The next day was Friday and Bernadette returned to the grotto at the beginning of the afternoon, the hour of the crucifixion. She performed the same gestures of penance as before, but this time the lady did not return. Friday was a day of darkness and abandonment. It was Bernadette’s Good Friday on which she followed in the footsteps of the Saviour. When she stumbled around on her knees, she was expressing the humility of Jesus, the Incarnate Word, who humbled himself to come among us as a man. Smearing her face with mud, she acted out Isaiah’s prophecy of the suffering servant read on Good Friday. “He had no beauty, no majesty to catch our eyes… we despised him, we held him of no account.” (Is. 53: 2-3). She entered deeply into this experience of rejection.

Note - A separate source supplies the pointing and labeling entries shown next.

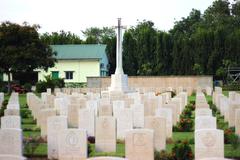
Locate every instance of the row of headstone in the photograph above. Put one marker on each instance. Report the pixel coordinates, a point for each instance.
(69, 143)
(229, 107)
(13, 106)
(11, 133)
(108, 118)
(208, 90)
(209, 141)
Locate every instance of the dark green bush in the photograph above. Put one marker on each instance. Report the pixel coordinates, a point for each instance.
(25, 113)
(231, 87)
(42, 86)
(182, 151)
(163, 155)
(231, 138)
(184, 125)
(28, 87)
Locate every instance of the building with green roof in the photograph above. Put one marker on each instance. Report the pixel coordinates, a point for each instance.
(77, 62)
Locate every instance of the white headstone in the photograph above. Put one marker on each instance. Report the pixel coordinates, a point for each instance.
(73, 115)
(166, 113)
(138, 115)
(203, 112)
(124, 122)
(87, 121)
(237, 122)
(105, 139)
(11, 122)
(139, 144)
(158, 125)
(11, 142)
(209, 143)
(55, 125)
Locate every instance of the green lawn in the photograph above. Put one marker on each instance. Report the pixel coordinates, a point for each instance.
(225, 93)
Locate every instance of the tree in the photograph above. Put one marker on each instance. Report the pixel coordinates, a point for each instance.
(130, 63)
(95, 35)
(111, 54)
(21, 49)
(60, 38)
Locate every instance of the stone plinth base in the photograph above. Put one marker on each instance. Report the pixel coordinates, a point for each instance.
(119, 83)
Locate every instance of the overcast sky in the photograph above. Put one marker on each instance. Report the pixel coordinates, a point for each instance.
(77, 15)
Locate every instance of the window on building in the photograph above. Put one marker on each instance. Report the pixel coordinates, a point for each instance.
(69, 75)
(55, 74)
(102, 65)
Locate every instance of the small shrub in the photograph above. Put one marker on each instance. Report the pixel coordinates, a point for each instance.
(187, 113)
(182, 151)
(184, 125)
(214, 109)
(193, 93)
(28, 87)
(228, 133)
(163, 155)
(169, 141)
(25, 113)
(91, 139)
(42, 86)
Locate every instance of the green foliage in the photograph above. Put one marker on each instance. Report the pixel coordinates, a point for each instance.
(197, 69)
(96, 35)
(197, 45)
(186, 122)
(60, 38)
(182, 151)
(231, 87)
(75, 85)
(231, 138)
(4, 106)
(42, 86)
(21, 49)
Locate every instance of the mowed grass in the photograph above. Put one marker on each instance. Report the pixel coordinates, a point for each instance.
(40, 150)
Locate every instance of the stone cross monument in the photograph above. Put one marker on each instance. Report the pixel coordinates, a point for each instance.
(119, 80)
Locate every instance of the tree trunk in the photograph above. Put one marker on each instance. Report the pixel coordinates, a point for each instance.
(9, 82)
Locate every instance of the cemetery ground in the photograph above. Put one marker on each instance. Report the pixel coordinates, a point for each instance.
(36, 147)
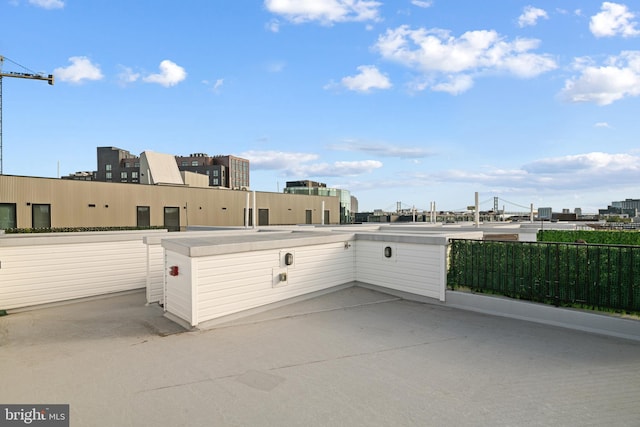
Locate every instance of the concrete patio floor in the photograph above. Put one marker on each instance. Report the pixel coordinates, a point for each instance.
(354, 357)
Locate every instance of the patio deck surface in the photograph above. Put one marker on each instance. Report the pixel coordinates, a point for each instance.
(352, 357)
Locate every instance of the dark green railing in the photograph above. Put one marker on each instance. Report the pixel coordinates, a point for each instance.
(603, 277)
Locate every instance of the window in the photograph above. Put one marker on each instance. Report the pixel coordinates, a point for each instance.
(7, 216)
(172, 218)
(40, 216)
(143, 216)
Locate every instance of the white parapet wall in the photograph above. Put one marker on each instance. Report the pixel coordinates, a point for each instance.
(414, 264)
(155, 254)
(209, 278)
(47, 268)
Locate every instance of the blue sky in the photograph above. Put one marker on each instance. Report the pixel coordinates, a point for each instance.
(397, 101)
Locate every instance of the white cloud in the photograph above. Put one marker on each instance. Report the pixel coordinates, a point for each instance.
(450, 64)
(170, 74)
(127, 75)
(299, 164)
(589, 165)
(273, 26)
(80, 70)
(382, 150)
(215, 86)
(456, 85)
(276, 159)
(275, 66)
(327, 12)
(614, 19)
(585, 173)
(421, 3)
(48, 4)
(368, 78)
(603, 85)
(530, 16)
(351, 168)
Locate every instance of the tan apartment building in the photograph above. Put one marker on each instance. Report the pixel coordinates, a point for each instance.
(31, 202)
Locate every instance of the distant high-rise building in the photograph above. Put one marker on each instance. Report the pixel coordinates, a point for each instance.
(545, 213)
(320, 189)
(117, 165)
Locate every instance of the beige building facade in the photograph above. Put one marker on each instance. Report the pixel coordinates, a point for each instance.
(30, 202)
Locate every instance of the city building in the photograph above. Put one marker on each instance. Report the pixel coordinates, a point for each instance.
(312, 188)
(545, 213)
(118, 165)
(30, 202)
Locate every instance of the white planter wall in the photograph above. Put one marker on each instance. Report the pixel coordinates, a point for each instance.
(45, 269)
(415, 268)
(225, 284)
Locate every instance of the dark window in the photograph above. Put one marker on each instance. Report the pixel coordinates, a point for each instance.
(263, 216)
(172, 218)
(40, 216)
(143, 216)
(7, 216)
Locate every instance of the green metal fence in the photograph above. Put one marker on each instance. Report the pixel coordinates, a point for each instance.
(592, 276)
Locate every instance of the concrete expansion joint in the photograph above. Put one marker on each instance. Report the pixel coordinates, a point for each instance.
(292, 316)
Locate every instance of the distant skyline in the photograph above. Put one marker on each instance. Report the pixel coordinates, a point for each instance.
(408, 101)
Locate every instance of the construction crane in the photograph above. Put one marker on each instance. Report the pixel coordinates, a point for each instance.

When she took up the dirty water, she tried to drink, only succeeding on the fourth attempt; she was like Jesus on the night of his agony when he prayed three times for the cup to be taken from him, on the fourth time he prayed “not as I will, but as you will”. Bernadette comes to resemble her Saviour. She takes up her own cross and follows him.
The transfigured face of Bernadette is the reflection of the heavenly glory that rested on the Mother of God. Those who saw Bernadette did not see the apparition but what we are called to be when we respond to the loving address of God. All of this was preparation for Bernadette. On the feast of the Annunciation, she was given the lady’s name and was told to bring this message to “the priest”.
Bernadette was regarded as useless by many who knew her and her lack of value in their eyes was directed towards undermining her own sense of self-worth. In this encounter the values of the world are turned upside down: “the lowly ware exalted”. Bernadette becomes a person to this mysterious lady. Later on, when she was describing how the lady spoke to her, she said she spoke to me “as one person speaks to another”. God spoke to Moses as a man speaks to his friend, as Abraham was privileged to argue with God. This little girl who could not speak French, could not read, did not know her catechism, whose family were destitute living in a slum, not thought good enough for pigs, whose father had been in prison, was being addressed with tenderness and love as a person. It was this little girl who could do this act of grace, for the Mother of God. Mary had to direct Bernadette to the spring. Bernadette could not find it herself. It must be given to her. The spring does not come from where Mary is but from under the rock. Mary points the way. It is Jesus who says, “If anyone thirsts, let him come to me and drink.”